He tipped the bottle back again. “Why should I not go this weekend?”
“Grasp knows you are coming. He took the day off work. Olive, my little sister, overheard him and his friends talking about how they are coming to kick your ass on Saturday while you are at that house. You can’t go. There are four of them,” Chanel said. “Four, at least.”
Guardian felt the heat of his hate and the heat of the whiskey burning in his gut and he shook his head. “I’m stuck. I promised the girls I would move him out this weekend. I don’t know how to let them down. And if he didn’t catch me this weekend, it would be next. I’m going.”

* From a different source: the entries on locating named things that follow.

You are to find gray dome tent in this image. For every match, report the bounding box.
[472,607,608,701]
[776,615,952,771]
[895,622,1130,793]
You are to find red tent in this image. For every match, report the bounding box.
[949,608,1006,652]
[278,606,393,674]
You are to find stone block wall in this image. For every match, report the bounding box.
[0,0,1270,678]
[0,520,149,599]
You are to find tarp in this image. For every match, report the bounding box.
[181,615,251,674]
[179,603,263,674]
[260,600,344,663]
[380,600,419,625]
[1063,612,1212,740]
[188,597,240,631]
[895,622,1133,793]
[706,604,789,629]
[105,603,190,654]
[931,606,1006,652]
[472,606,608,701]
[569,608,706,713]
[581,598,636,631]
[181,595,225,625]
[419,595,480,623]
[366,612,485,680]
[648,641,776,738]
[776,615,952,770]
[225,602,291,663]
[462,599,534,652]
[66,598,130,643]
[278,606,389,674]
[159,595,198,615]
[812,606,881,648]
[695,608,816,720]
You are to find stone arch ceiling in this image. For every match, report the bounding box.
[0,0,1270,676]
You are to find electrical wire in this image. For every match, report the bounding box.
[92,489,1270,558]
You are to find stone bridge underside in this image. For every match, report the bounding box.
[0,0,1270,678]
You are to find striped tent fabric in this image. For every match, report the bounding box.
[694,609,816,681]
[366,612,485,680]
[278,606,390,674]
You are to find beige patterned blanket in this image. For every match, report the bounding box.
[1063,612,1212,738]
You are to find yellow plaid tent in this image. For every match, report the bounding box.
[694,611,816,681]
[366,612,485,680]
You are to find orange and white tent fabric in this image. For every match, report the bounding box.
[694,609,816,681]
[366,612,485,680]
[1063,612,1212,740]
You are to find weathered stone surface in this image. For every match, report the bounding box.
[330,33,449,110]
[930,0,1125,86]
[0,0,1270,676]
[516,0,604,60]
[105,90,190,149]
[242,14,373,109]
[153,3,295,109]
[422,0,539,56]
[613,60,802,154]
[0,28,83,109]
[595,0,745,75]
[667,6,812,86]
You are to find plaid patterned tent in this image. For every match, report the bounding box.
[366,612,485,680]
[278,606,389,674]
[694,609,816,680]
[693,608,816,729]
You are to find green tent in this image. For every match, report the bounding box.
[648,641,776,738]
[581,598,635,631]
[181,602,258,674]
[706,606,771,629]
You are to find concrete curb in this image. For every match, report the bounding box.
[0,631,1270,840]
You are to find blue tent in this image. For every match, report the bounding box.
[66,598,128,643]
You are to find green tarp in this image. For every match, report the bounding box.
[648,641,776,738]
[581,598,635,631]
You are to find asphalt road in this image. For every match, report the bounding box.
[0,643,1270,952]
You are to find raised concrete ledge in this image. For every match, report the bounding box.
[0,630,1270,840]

“D lives in town. Call him. Have him go with you, if you have to go, but you shouldn’t go either way. Don’t do this.”
“My love for you is pure. I gotta go,” Guardian said. She said a few more things then she was gone again, not to come back for about a year. But then we would have her every day, thank God.
My first call was to D.
“Hey man, I need a favor,” I said.
“What’s up?” He sounded distracted and I knew he played a computer game with most of his free time.
I told him I had to be in town Saturday. I told him there would be a fight. I said I needed him.
“Oh man, I can’t,” he said.
“What?”
“I’m busy this Saturday. I’m doing a thing with my mom.”
Guardian stepped out hard and furious. “Cancel. I need you.”
“Can’t do it, man. I can maybe help out next weekend but even then, I don’t know.”
“What can you give me this weekend?” I said. “What time can you do?”
“I can give you about an hour at around five,” he said.
“Fine. I will need someone to drive the truck.”
“We will just use my dad’s truck. You sure you want to do this this weekend, dude?”
“Every time those girls walk past that fucking room they flinch. They were abused in that room. They will relive it every day that it remains his room. They are not even safe from him in their own house. This has to happen now!”
“I can see you at five, but only for about an hour,” D said.
I hung up.
That night I went to Johnson. I told him what was happening and he shook his head. “Any weekend but this one. I am meeting with her parents this weekend. I have a thing with them on Saturday.”
I walked away from that meeting knowing how this was going to go. I knew exactly what was going to happen when I got to the next stop, but I did it anyway.
When I got to Steak and Shake, I saw Clean and I told him, Danee, and Rasha what was happening.
“I need you. I am going to get jumped by at least four guys when I get there. I need you, man.” I looked at him and he looked at me and I saw him thinking. I knew I was going alone.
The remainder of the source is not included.